Gene Kim (00:31:48):
At the core of that story is the Kanban card, where each one of these line-side store changes boils down to an envelope with a to and a from and what you need, and you could change the to and the from seamlessly, easily, without telling other parts of the system. So there was no risk of causing chaos and disruption, which is exactly what that VP of manufacturing from the US plant was describing, where you miss something in the MRP system, you risk actually taking a whole plant down. A friend of mine said, "Oh, that's information hiding." To me, that was just such a startling insight, because I thought of information hiding really very much in the software domain. I never thought something like a Kanban card could be a manifestation of that.
Gene Kim (00:32:34):
So you then pointed me to the work of Dr. David Parness that was actually also unsettling to read, because I think what he is trying to convey is that information hiding is more difficult than it looks even for a small system. So can you describe why that is? Is there an easy answer for that? Maybe react to the statement, because I guess the reason why I found this so unsettling is that the job of any leader is to define the system-level goals, start identifying roles and responsibilities, and start decomposing the problem so that teams can work more independently or [inaudible 00:33:15] can be worked in smaller pieces. It seems like if we can't even do that right repeatedly, then we really have a big problem. What is your reaction to that?

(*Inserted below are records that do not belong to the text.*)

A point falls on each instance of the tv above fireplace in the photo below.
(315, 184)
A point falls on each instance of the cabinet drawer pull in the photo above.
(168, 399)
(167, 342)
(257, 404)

Dr. Gail Murphy (00:33:24):
Well, I do think we have a big problem to be able to solve. David Parness in his 1972 paper talks about the quick system as a really small system to show the impact of information hiding, so showing how different architectures allowed different kinds of changes, and the one with information hiding allows the most kinds of changes independently. That's a super small example.
Gene Kim (00:33:49):
Dr. Gail Murphy (00:33:49):
With a super small example, you can keep the constraints. You can keep what you need to build almost in your brain as one item and start making those trade-offs and thinking through them. I think as we build-
Dr. Gail Murphy (00:34:03):
Start making those trade-offs and thinking through them. And I think as we build bigger and bigger systems, we lose that ability. We can no longer think about it as one thing. So we have no ability to ever think about just the system environment and start breaking it down because there's so many interactions there. So by definition, almost, we can never get to that place where we can hold it all in our brain and start to do the decomposition in a way that we remember all of the system constraints at once. And so we're going to have leakage in a sense in how we start subdividing it. At the same time that we're doing that, we know that we need to build on the shoulders of others to be able to build these complex systems. So we start to rely on libraries, we start to rely on components other people have made. And as we do that, we start to rely on these supply chains, which are these stacked Lego blocks to some extent. And at some point we don't even know what's in all of our Lego stack that we're building on.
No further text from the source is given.